How Proposed Regulatory Reforms Will Affect Your Clinical Trial
21st Century Cures (also called Cures2015) is a bipartisan initiative undertaken by the Committee on Energy and Commerce of the US House of Representatives. Amongst the many factors motivating this landmark legislation is the concern that regulatory procedures must keep up to date with innovations in clinical development. Cures2015 aims to reform the regulation of drugs, biologics and medical devices while increasing patient access to safe and effective drugs across therapeutic areas.
21st Century Cures presented a draft bill in January 2015 that would affect several regulatory procedures at agencies like the FDA. Included in the various proposals are reforms to the regulation of adaptive clinical trials and the use of Bayesian methods, and expedited approval processes for breakthrough therapies and medical devices. The landmark legislation also incentives improvements to Phase 2 trial design for certain therapeutic areas.
Adaptive Clinical Trials & Bayesian Methods
The provisions of the draft bill which relate to adaptive clinical trials and the use of Bayesian methodology are largely found in Title III, Subtitle B, aptly named ‘Broader Application of Bayesian Statistics and Adaptive Trial Designs.’ The following proposals are included in this section:
The Secretary of Health and Human Services should finalize the draft guidance documents on Adaptive Design Clinical Trials for Drugs and Biologics, and on the Guidance for the use of Bayesian Statistics in Medical Device Clinical Trials (p. 233).
The Secretary of Health and Human Services should revise the list of acceptable statistical standards within four years of signing the bill into law, in order to reflect advances in statistical methods (p. 235).

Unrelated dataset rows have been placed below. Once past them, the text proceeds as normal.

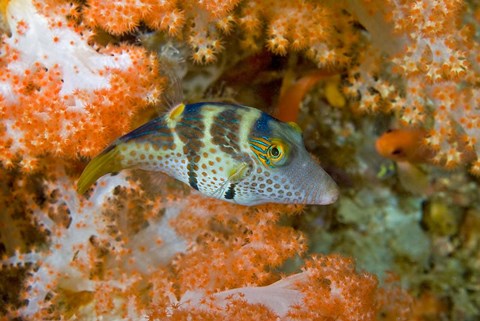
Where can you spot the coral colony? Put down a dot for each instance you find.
(400, 243)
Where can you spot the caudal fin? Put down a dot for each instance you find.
(107, 162)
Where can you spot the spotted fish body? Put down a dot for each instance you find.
(230, 152)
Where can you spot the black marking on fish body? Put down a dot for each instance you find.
(230, 193)
(192, 176)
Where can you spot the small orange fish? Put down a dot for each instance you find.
(407, 148)
(405, 145)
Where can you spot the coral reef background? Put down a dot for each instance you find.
(401, 243)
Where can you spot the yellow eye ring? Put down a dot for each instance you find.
(276, 152)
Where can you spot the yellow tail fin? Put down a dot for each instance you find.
(107, 162)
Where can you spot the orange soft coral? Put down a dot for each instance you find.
(63, 97)
(435, 56)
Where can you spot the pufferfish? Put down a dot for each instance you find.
(225, 151)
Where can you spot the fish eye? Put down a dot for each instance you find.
(274, 151)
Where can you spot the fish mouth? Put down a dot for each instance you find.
(316, 186)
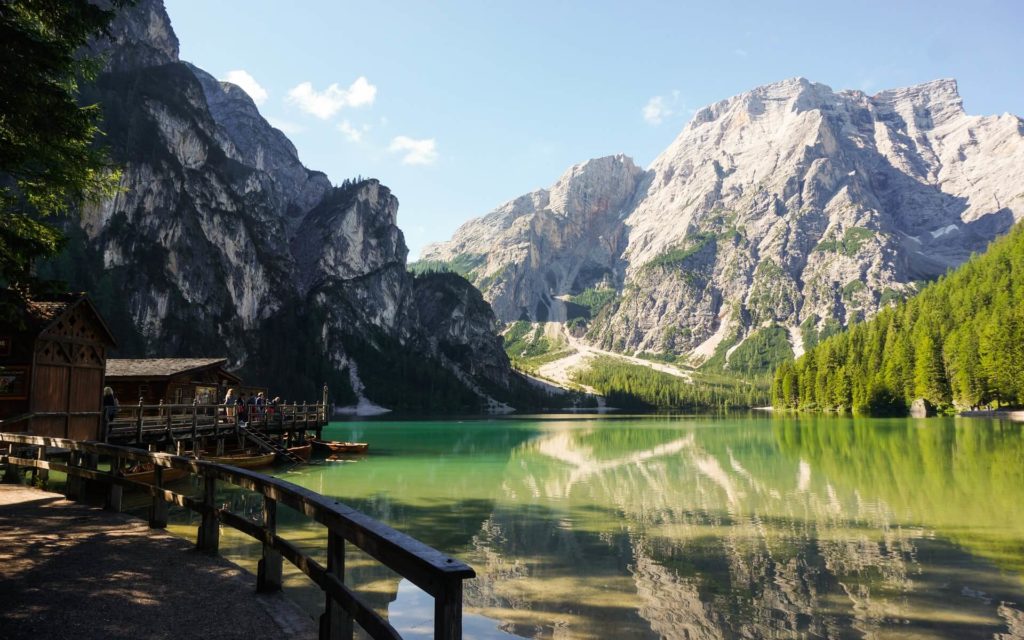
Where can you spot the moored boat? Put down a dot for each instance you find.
(336, 446)
(302, 451)
(246, 461)
(147, 474)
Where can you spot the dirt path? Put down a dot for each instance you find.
(70, 570)
(560, 371)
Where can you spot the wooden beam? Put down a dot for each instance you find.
(268, 574)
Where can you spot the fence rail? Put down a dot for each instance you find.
(436, 573)
(140, 423)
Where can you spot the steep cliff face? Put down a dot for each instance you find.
(221, 242)
(788, 205)
(529, 253)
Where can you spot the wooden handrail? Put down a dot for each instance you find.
(435, 572)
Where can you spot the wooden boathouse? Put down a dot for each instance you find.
(170, 380)
(52, 358)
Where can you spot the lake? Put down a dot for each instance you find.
(687, 527)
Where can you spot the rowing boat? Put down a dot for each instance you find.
(302, 451)
(246, 461)
(336, 446)
(147, 474)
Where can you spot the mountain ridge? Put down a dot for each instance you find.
(788, 205)
(221, 242)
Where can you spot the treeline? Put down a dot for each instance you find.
(639, 388)
(958, 343)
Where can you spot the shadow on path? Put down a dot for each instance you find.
(70, 570)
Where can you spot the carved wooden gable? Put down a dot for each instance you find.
(76, 338)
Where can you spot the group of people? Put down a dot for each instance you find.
(250, 406)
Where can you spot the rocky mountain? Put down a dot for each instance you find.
(222, 243)
(781, 212)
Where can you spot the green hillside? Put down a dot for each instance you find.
(957, 343)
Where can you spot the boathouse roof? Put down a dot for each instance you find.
(154, 368)
(34, 316)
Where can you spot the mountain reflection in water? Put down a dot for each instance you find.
(738, 527)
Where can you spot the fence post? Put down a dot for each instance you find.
(168, 424)
(12, 475)
(115, 493)
(73, 485)
(336, 624)
(209, 529)
(448, 611)
(269, 568)
(158, 511)
(196, 425)
(138, 424)
(44, 474)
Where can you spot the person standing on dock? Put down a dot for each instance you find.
(229, 403)
(260, 402)
(243, 409)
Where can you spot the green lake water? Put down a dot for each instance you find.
(687, 527)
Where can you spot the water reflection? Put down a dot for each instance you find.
(700, 528)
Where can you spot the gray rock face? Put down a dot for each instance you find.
(222, 243)
(790, 204)
(550, 243)
(457, 310)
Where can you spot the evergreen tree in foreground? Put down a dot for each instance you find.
(958, 343)
(48, 161)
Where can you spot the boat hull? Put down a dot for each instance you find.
(150, 477)
(304, 451)
(334, 446)
(245, 462)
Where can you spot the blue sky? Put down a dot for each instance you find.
(459, 107)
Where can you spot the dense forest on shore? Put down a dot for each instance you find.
(958, 343)
(637, 388)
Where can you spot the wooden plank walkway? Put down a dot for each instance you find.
(70, 570)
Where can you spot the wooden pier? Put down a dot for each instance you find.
(103, 464)
(184, 425)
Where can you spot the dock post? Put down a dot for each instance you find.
(115, 493)
(138, 424)
(196, 422)
(336, 623)
(269, 568)
(158, 510)
(209, 530)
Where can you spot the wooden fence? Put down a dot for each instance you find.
(166, 423)
(434, 572)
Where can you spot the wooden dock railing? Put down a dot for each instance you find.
(151, 423)
(436, 573)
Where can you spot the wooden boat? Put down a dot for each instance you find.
(147, 474)
(246, 460)
(302, 451)
(335, 446)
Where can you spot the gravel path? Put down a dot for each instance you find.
(70, 570)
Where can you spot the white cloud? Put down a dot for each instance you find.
(285, 125)
(327, 102)
(353, 134)
(416, 152)
(248, 84)
(659, 108)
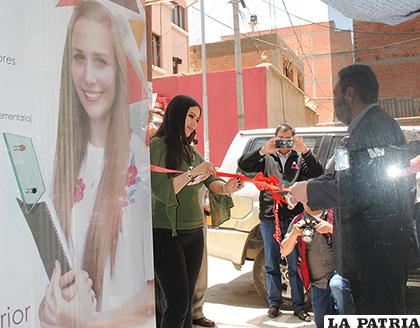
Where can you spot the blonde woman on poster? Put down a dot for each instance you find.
(98, 185)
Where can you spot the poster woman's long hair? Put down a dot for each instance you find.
(72, 140)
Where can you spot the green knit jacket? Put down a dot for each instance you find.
(180, 211)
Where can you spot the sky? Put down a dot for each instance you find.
(270, 13)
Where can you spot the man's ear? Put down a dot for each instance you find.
(349, 94)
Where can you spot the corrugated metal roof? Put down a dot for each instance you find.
(390, 12)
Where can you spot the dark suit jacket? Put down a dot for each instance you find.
(373, 223)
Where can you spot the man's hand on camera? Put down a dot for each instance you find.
(299, 145)
(269, 147)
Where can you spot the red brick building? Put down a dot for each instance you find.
(393, 52)
(325, 52)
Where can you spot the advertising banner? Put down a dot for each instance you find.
(75, 224)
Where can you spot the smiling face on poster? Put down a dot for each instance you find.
(77, 192)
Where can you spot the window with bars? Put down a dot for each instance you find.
(156, 44)
(178, 15)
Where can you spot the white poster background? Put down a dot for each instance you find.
(32, 35)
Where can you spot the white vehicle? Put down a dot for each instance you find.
(239, 239)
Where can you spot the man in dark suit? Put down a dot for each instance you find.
(373, 226)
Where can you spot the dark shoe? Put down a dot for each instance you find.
(273, 311)
(303, 315)
(204, 322)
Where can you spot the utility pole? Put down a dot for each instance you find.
(238, 64)
(204, 83)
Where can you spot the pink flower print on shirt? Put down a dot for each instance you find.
(295, 166)
(79, 190)
(132, 175)
(132, 181)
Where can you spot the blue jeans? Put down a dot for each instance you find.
(322, 304)
(341, 293)
(272, 264)
(296, 284)
(272, 258)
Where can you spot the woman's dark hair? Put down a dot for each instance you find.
(172, 131)
(362, 79)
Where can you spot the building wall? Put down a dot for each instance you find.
(222, 110)
(285, 103)
(174, 40)
(397, 67)
(318, 42)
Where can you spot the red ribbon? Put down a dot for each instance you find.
(262, 182)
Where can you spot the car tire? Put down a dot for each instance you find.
(258, 274)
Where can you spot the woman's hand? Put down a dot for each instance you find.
(64, 305)
(205, 169)
(233, 185)
(297, 229)
(323, 227)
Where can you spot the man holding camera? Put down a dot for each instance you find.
(312, 232)
(286, 157)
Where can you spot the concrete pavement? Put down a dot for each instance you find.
(232, 301)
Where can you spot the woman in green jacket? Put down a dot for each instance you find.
(177, 214)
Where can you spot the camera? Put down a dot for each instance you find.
(308, 226)
(284, 143)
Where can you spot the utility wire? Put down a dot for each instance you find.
(337, 28)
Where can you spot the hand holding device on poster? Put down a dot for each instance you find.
(35, 205)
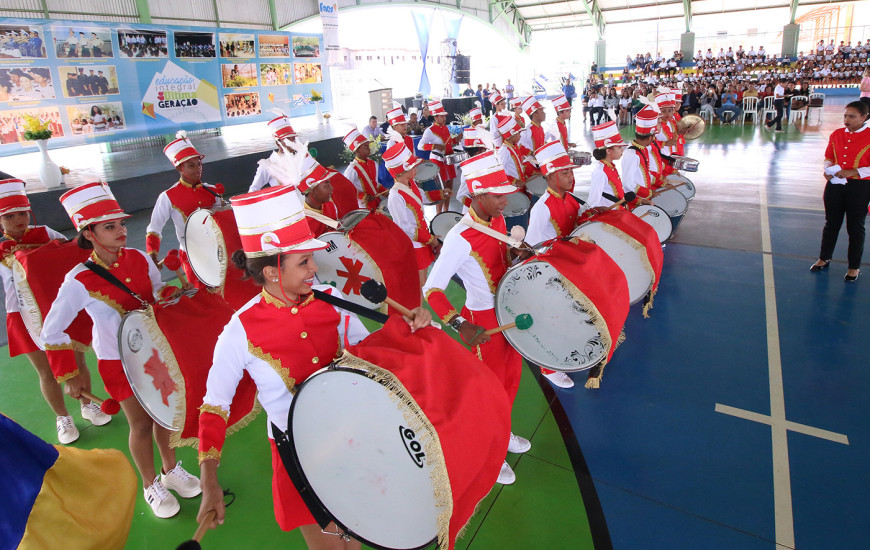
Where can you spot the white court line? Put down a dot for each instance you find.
(788, 425)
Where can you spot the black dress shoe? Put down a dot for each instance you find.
(814, 268)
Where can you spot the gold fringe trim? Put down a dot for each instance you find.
(428, 436)
(211, 454)
(215, 409)
(284, 373)
(67, 376)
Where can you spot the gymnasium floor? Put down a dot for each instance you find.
(735, 417)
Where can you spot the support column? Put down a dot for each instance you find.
(687, 46)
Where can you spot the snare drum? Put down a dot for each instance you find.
(443, 223)
(369, 246)
(518, 205)
(657, 218)
(577, 318)
(381, 441)
(685, 163)
(632, 244)
(671, 201)
(683, 184)
(537, 185)
(211, 239)
(168, 374)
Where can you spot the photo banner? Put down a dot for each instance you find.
(329, 20)
(96, 82)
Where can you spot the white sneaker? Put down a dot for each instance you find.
(560, 379)
(518, 444)
(92, 412)
(506, 476)
(161, 501)
(177, 479)
(66, 430)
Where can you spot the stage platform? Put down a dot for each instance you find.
(137, 177)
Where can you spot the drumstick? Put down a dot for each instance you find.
(108, 405)
(193, 544)
(522, 322)
(376, 293)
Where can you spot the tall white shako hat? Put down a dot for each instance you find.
(530, 105)
(552, 157)
(13, 198)
(483, 174)
(435, 108)
(508, 127)
(353, 140)
(399, 159)
(560, 103)
(646, 121)
(281, 128)
(396, 116)
(91, 203)
(272, 221)
(607, 135)
(180, 149)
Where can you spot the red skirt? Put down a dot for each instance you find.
(290, 510)
(20, 341)
(112, 373)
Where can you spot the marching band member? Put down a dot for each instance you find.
(114, 281)
(609, 147)
(473, 250)
(438, 140)
(636, 171)
(405, 203)
(181, 200)
(363, 171)
(281, 337)
(558, 131)
(20, 235)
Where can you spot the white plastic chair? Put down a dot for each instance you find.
(816, 103)
(767, 108)
(750, 108)
(798, 113)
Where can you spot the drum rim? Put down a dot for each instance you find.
(671, 234)
(507, 335)
(222, 244)
(303, 479)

The Secretary of Health and Human Services ought to hold a public meeting with all stakeholders (including trial sponsors, academics, patient advocates and members of the FDA) before updating the list of appropriate statistical methods, and should do so within a year of the bill being signed into law (p. 234).
Title I Subtitle 3 is entitled ‘Approval of Breakthrough Therapies.' Proposals in this section include requirements that:
There should be guidelines for the approval of breakthrough therapies for serious or life-threatening diseases or conditions based on satisfactory completion of early stage studies (e.g. one or more Phase 2 studies) when those studies provide ‘sufficient evidence for approval of the drug as safe and effective…’ (p. 29 – 30).
The Secretary of Health and Human Services may approve breakthrough therapies based on Phase 2 studies conditional on post-market review (p. 30).
The publication of guidance for approval of such breakthrough therapies should be available within twelve months of the bill being signed into law (p. 33-34).
Title I Subtitle E is entitled ‘Priority Review for Breakthrough Devices,’ while Title I Subtitle F is entitled ‘Accelerated Approval for Breakthrough Devices.’ These sections of the draft bill propose that:
Breakthrough devices which offer ‘significant advantages over existing approved or cleared alternatives’ should be candidates for priority review (p. 72-73).
Breakthrough devices whose availability can provide a variety of benefits to patients (e.g. improve quality of life, or empower patients to manage their own care,) should be viewed as candidates for priority review (p. 73).
Breakthrough devices which are in the best interest of patients should be considered candidates for priority review (p. 73).
Accelerated approval should be available for certain medical devices where an effect on a surrogate endpoint is ‘reasonably likely to predict clinical benefit, or on a clinical endpoint that can be measured earlier than irreversible morbidity or mortality, that is reasonably likely to predict an effect on irreversible morbidity or mortality or other clinical benefit.’ However, such approval may also be conditional on post-market review. (p. 81).